Do the drag slicks help or hurt Tesla's performance times?
The Tesla Plaid Channel owns a Tesla Model S Performance that it picked up last year. It also just placed an order for the Model S Plaid. If you're interested in Tesla track time, the channel has you covered, with new races every week.
This week, it shares 15 new passes to compare different tires. The Tesla owner says he picked up a set of lightweight 19”x10” rims for some Mickey Thompson Street SS Drag Radials last year for the Model S. After testing them on the car, he learned that they actually slow it down a touch due to the weight and rolling resistance. Plus, the stock Michelins don't typically have an issue with traction in good conditions.

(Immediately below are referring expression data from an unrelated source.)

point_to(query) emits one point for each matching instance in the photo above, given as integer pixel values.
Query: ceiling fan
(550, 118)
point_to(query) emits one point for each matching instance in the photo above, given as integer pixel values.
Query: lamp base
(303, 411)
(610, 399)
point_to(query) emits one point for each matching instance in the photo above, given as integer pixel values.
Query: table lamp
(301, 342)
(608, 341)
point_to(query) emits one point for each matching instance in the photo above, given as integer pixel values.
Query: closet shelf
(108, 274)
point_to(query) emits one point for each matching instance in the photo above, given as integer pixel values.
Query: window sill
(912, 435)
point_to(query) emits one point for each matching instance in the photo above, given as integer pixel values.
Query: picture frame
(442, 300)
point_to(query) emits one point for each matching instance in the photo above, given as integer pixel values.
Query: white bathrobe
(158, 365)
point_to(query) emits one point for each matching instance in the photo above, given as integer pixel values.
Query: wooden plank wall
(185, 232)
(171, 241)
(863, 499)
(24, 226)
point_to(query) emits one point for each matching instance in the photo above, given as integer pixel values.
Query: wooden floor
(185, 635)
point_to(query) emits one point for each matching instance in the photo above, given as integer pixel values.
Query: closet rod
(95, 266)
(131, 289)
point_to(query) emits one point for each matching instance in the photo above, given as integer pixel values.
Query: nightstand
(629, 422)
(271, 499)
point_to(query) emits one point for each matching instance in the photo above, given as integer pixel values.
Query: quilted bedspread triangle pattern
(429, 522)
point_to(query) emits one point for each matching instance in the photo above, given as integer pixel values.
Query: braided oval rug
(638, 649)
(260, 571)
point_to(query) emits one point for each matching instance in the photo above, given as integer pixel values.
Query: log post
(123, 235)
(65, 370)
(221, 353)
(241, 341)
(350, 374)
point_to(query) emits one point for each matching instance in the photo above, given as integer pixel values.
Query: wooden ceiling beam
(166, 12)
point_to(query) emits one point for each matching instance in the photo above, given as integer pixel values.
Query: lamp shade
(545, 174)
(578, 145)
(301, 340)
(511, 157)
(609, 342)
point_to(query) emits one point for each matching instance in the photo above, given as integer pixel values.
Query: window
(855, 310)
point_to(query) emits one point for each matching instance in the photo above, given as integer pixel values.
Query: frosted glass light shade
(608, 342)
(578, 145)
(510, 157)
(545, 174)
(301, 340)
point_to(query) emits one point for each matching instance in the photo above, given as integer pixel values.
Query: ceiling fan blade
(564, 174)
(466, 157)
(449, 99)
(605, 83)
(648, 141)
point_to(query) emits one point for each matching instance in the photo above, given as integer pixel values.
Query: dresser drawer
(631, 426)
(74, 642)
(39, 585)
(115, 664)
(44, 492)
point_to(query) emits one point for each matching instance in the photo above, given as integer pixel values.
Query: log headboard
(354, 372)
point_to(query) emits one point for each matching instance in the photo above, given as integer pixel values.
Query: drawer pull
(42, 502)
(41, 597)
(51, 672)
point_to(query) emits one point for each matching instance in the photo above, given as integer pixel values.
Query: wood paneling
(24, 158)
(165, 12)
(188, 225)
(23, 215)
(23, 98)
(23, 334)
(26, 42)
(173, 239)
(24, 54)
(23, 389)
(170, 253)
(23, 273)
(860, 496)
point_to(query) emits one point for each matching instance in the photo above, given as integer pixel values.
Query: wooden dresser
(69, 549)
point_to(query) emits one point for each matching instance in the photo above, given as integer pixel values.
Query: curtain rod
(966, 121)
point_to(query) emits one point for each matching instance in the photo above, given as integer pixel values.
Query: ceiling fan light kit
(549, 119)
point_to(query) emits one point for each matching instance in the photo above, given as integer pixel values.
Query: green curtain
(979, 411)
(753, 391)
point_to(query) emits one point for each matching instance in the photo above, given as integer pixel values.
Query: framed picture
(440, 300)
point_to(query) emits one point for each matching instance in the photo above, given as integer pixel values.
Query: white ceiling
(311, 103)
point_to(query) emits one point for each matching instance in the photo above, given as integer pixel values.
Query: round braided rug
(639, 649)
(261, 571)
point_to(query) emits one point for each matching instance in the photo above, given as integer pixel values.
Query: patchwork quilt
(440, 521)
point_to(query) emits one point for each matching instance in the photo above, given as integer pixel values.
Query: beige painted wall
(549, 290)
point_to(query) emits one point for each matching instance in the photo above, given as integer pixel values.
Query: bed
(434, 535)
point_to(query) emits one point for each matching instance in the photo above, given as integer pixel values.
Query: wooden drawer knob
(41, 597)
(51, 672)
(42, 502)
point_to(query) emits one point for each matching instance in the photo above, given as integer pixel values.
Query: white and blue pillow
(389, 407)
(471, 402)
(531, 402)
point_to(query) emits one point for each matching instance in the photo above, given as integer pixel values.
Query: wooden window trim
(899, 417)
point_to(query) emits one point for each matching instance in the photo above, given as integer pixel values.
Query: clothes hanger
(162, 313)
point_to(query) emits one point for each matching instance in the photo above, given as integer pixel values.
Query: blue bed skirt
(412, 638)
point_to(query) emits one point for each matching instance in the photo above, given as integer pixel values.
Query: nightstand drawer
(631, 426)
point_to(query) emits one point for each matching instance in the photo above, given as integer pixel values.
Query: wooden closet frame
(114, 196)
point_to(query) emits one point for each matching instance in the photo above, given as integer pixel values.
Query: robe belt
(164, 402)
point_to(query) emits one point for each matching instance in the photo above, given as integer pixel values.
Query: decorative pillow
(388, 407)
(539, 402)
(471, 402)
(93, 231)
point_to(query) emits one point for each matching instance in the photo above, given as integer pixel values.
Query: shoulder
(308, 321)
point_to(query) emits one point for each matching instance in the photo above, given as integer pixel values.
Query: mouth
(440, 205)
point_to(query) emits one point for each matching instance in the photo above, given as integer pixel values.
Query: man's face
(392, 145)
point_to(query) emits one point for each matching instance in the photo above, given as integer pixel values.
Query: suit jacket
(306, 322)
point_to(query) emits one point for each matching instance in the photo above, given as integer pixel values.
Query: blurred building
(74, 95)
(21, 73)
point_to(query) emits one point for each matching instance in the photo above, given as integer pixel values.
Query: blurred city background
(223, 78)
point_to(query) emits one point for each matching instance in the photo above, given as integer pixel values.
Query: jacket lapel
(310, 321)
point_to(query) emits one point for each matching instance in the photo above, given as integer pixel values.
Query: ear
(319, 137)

With that said, Tesla's recent software updates adds at least 50 horsepower to the car, in addition to the new 'Cheetah Stance.' Interestingly, with launch mode on, this Tesla owner lost traction on occasion, which resulted in slower times. Perhaps the Mickey slicks will marry well with the updated software?
In order to find out, he ran six passes with the slicks and eight passes with the stock Michelins. In addition, the Model S owner spoke with the Mickey Thompson tech team about the recommended psi for the slicks based on vehicle weight. They told him the range was 16 to 20 psi. However, he felt the tires were mushy and under-inflated at 18 psi, so he cranked them up to 25 psi and pulled off one outstanding run.
In the end, the passes with the slicks proved inconsistent. The traction control light flashed from time to time, which he's never experienced with the Michelins on. Some trap speeds were under 100 mph, which is never the case with the stock tires.
Since Tesla's issues at the track are almost never due to traction, the slicks are probably not worth it. However, that may not be the case with the Model S Plaid. We'll have to wait and see. The early Model S prototype wore massive rubbers, but that's not what appears to be on the production car.